Corte Ue dà ragione all'Italia contro due giganti del farmaco. Altroconsumo: adesso Regioni chiedano risarcimenti

Secondo i giudici europei, La Roche e Novartis si sarebbero accordati per diffondere informazioni ingannevoli sull'Avastin e favorire la vendita del Lucentis: entrambi curano lo stesso problema agli occhi, ma il secondo costa molto di più. L'aggravio per la nostra spesa sanitaria sarebbe stata di 45 milioni all'anno  

ANSA

La Corte di giustizia europea ha dato ragione all'Italia: i due giganti del farmaco, Novartis e La Roche, hanno fatto cartello per promuovere la vendita del Lucentis, usato per curare la maculopatia. Un farmaco molto più costoso dell'Avastin, che puo' essere utilizzato per la stessa patologia. In questo modo, le spese per il sistema sanitario nazionale sono lievitate di 45 milioni di euro in un solo anno. Ecco perché, adesso, l'ong Altroconsumo ha lanciato un appello alle Regioni affinché chiedano e ottengano un risarcimento. 

Il caso

La vicenda risale a cinque anni fa, quando l'Antritrust italiana, l'Agcom, punto' i riflettori su questi due farmaci: il Lucentis, commercializzato da Novartis, e l'Avastin, commercializzato da La Roche. Entrambi i farmaci sono prodotti dalla Genentech ed entrambi agiscono sulla maculopatia. La differenza è che mentre il primo è autorizzato per curare specificatamente questa patalogia, il secondo è autorizzato come farmaco antitumorale. Ma molti medici lo consigliano anche per gli occhi. E questo per via soprattutto del prezzo decisamente inferiore dell'Avastin rispetto al Lucentis. 

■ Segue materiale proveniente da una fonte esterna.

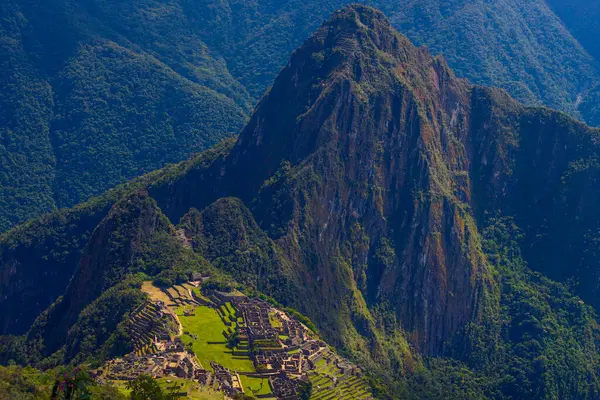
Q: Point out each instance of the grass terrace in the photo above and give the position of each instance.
(211, 344)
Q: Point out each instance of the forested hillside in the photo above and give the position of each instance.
(97, 92)
(440, 234)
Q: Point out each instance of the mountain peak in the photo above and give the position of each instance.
(354, 60)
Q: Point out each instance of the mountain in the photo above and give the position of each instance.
(98, 92)
(581, 18)
(94, 96)
(440, 234)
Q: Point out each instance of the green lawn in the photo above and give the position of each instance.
(252, 386)
(207, 325)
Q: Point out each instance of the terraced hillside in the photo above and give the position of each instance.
(150, 324)
(220, 330)
(332, 382)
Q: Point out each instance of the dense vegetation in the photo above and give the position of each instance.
(407, 228)
(89, 103)
(97, 92)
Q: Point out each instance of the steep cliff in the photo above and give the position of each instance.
(370, 190)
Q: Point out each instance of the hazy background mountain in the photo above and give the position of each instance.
(97, 92)
(440, 233)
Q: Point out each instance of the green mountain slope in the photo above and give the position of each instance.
(521, 47)
(98, 92)
(89, 102)
(424, 224)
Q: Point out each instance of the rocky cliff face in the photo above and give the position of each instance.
(364, 178)
(362, 134)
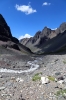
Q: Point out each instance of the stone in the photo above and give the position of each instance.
(2, 88)
(44, 80)
(19, 79)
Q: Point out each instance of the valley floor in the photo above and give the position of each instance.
(21, 86)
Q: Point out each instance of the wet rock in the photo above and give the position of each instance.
(44, 80)
(2, 88)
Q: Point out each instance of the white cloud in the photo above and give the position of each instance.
(25, 36)
(54, 29)
(27, 9)
(46, 4)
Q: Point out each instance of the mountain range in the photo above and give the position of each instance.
(8, 42)
(47, 40)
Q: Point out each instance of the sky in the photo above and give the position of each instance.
(26, 17)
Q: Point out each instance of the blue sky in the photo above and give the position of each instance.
(29, 16)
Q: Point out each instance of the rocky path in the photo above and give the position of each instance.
(21, 86)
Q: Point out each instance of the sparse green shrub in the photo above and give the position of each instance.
(51, 78)
(64, 61)
(61, 92)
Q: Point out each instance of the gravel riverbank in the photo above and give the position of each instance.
(20, 86)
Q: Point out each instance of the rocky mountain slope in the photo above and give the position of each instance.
(8, 41)
(47, 40)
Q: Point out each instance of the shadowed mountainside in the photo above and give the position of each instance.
(47, 40)
(8, 41)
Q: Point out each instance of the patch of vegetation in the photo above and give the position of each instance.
(51, 78)
(64, 61)
(37, 76)
(61, 92)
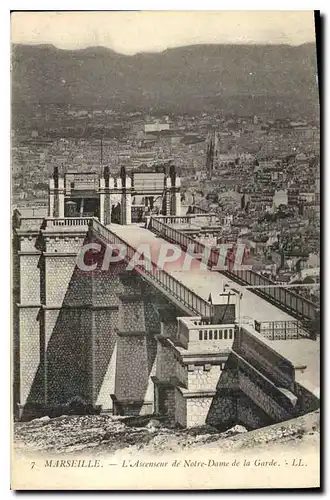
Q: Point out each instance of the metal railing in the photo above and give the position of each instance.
(67, 221)
(192, 302)
(290, 301)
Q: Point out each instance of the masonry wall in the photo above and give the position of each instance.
(205, 377)
(223, 409)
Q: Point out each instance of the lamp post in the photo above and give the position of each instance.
(239, 295)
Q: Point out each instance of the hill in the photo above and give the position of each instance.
(243, 79)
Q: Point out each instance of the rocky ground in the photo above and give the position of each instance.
(108, 434)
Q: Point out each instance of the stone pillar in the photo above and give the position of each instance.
(126, 204)
(60, 197)
(168, 196)
(51, 199)
(136, 353)
(177, 197)
(108, 203)
(102, 199)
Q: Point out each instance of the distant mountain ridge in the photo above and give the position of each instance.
(252, 78)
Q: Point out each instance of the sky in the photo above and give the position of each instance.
(132, 32)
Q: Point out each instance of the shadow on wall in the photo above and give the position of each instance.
(64, 380)
(81, 337)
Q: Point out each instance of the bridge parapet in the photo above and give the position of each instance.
(67, 222)
(196, 332)
(287, 300)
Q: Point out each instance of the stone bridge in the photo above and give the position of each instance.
(147, 341)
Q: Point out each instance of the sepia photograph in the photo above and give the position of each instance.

I due giganti del farmaco, a quanto stabilito dall'Agcom e confermato oggi dalla Corte Ue, avrebbero stretto un accordo per diffondere informazioni ingannevoli su presunti effetti collaterali dell'Avastin, favorendo in questo modo la vendita del Lucentis. Lo stratagemma avrebbe causato danni alla spesa sanitaria nazionale per 45 milioni di euro solo per il 2012. Per questa ragione, nel 2014, l'Antitrust sanziono' con una multa di 90 milioni a testa le due società. Novartis e La Roche presentarono ricorso prima al Tar del Lazio (ma fu respinto) e poi al Consiglio di Stato, che ha chiesto un parere alla Corte Ue. La risposta è arrivata oggi e apre la strada alla conferma delle sanzioni.

L'appello di Altroconsumo

Almeno cosi' spera Altroconsumo, secondo cui non bastano le multe: c'è un “diritto/dovere delle Regioni, una volta che la decisione Antitrust sarà definitiva, di chiedere il risarcimento per la maggior spesa sostenuta negli anni per l'acquisto del farmaco Lucentis” La Corte di Lussemburgo, continua Altroconsumo “conferma che il comportamento messo in atto dalle aziende farmaceutiche costituisce un'intesa restrittiva della concorrenza per favorire le vendite del Lucentis, farmaco ben più caro dell'Avastin, per la terapia di alcune patologie oculari". "Dopo 4 anni – conclude - confidiamo che il Consiglio di Stato confermi la decisione e la multa di 180 milioni di euro comminata dall'Antitrust. Come avevamo annunciato all'inizio, premeremo perché queste risorse vengano impiegate a favore dei cittadini italiani e del sistema sanitario".